Re: MDS daemons stuck in resolve, please help

Frank Schilder <frans@xxxxxx> · Tue, 7 Sep 2021 12:34:55 +0000

Dear Dan,

thanks for the fast reply!

> ... when you set mds_recall_max_decay_rate there is a side effect that all session recall_caps_throttle's are re-initialized

OK, something like this could be a problem with the number of clients we have. I guess, next time I wait for a service window and try it out without load on it. Or upgrade first :)

> ... I've cc'd Patrick.

Thanks a lot! It would be really good if we could resolve the mystery of extra snapshots in pool con-fs2-data2.

Best regards,
=================
Frank Schilder
AIT Risø Campus
Bygning 109, rum S14

________________________________________
From: Dan van der Ster <dan@xxxxxxxxxxxxxx>
Sent: 07 September 2021 14:20:58
To: Frank Schilder; Patrick Donnelly
Cc: ceph-users
Subject: Re:  Re: MDS daemons stuck in resolve, please help

Hi,

On Tue, Sep 7, 2021 at 1:55 PM Frank Schilder <frans@xxxxxx> wrote:
>
> Hi Dan,
>
> I think I need to be a bit more precise. When I do the following (mimic 13.2.10, latest):
>
> # ceph config dump | grep mds_recall_max_decay_rate
> # [no output]
> # ceph config get mds.0 mds_recall_max_decay_rate
> 2.500000
> # ceph config set mds mds_recall_max_decay_rate 2.5
> #
>
> the MDS cluster immediately becomes unresponsive. Worse yet, newly spawned MDS daemons also get stuck and are marked down after the beacon time-out. Clearly, having the *same* value either as default or explicitly present in the config data base leads to different behaviour. How is this possible unless its a bug or it leads to execution of different code paths? Expected behaviour clearly is: nothing happens.

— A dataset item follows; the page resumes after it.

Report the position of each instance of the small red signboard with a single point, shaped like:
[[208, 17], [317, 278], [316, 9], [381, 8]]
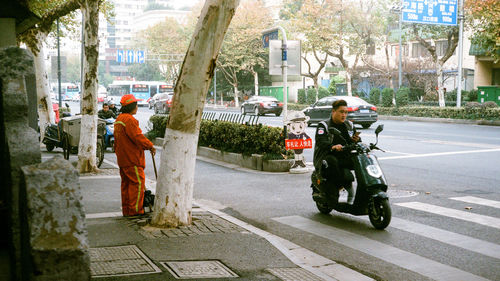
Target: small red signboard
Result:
[[298, 143]]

This is independent of current load.

The code is here:
https://github.com/ceph/ceph/blob/mimic/src/mds/SessionMap.cc#L1050
when you set mds_recall_max_decay_rate there is a side effect that all
session recall_caps_throttle's are re-initialized. I don't understand
why, but this clearly causes your MDS to stall. I assume this should
be a one-off -- once things recover and you have a good recall config
for your workloads, there shouldn't be any more stalling/side effects.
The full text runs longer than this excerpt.